Consider a small airport operation where your airline has 7 gates numbered 1-7. The passenger bags both from lobby and arrival flights are transferred to the central bag room, where are sorted for their next destination. The passenger bags are distributed from the central bag room to each gate by a “bag runner” – an employee who drives a truck (ground equipment) and loads/unloads bags from that truck. Your challenge is to schedule the final bag run(s) before departure at each gate. The gate layout is linear, and each gate is equally separated from its neighbors. It takes one minute to go to either of the neighboring gates (e.g. it takes one minute to go from gate 3 to gate 2 or gate 4) with a ground equipment, which can haul up to 4 bags cars at most. The central bag room can be treated as gate 0. Each bag car is destined to a gate and assumed to be capable of carrying all the bags for the flight, which will depart at that gate. The flights are scheduled to depart at 9:19 AM, 9:19 AM, 9:25 AM, 9:30 AM, 9:20 AM, 9:35 AM, and 9:17 AM at gates 1-7, respectively. It takes 3 minutes to load bags in the central bag room and 2 minutes to unload the bags at each gate. The maximum allowed delay for each gate is 10 minutes. The bag carts will be ready for pickup from the central bag room at 9:00 AM for the final bag run.

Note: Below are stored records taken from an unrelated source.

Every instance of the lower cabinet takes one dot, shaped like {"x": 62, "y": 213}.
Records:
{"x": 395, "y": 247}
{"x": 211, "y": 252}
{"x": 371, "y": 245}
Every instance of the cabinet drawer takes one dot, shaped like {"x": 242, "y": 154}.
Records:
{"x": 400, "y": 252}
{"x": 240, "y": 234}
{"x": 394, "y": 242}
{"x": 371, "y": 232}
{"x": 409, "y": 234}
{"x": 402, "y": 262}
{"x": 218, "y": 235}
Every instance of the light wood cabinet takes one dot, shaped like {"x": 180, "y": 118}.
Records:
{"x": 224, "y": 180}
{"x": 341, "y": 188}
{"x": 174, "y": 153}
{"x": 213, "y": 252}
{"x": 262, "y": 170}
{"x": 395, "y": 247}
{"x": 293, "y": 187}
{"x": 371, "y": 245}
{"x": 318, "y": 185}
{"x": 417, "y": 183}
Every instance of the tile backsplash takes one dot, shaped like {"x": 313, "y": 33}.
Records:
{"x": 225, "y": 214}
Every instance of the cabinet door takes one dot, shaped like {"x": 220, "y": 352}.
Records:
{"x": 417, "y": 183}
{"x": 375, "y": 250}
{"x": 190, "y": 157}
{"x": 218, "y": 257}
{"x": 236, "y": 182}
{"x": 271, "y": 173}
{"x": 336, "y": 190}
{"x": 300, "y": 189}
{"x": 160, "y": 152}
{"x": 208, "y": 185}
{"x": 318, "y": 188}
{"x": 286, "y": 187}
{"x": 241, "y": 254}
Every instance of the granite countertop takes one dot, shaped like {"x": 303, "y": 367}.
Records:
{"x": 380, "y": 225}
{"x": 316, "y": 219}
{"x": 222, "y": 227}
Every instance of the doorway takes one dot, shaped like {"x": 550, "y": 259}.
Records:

a) Create a linear optimization model to determine the best route that runner should follow that minimizes total delay. Please document your model with a text editor, code and solve this model with any programming language and free/commercial solver you are comfortable with.
b) Now imagine that you are provided an additional bag runner to operate the bag delivery. What changes you would make in the model you developed in (a)? Please report the total delay obtained with this modification.
c) Your optimization was proven to be very successful in the small airport and the leaders of your company would like you to implement it at one of the Hubs. However, curse of dimensionality due to sheer volume of flights, large number of gates and availability of multiple ground equipment renders the optimization mode not practical at the Hub. You are tasked with constructing a heuristic approach, which is not based on mathematical programming, yet provides a good solution in the Hub. Please clearly specify steps of your heuristic algorithm by providing a pseudo-code and explain what part(s) of your algorithm provide(s) evidence that it moves towards a good Solution.
d) Discuss (in words) pros and cons of your proposed heuristic approach as opposed to optimal solution from solution quality and runtime perspectives including worst case solution quality, if possible, by providing examples.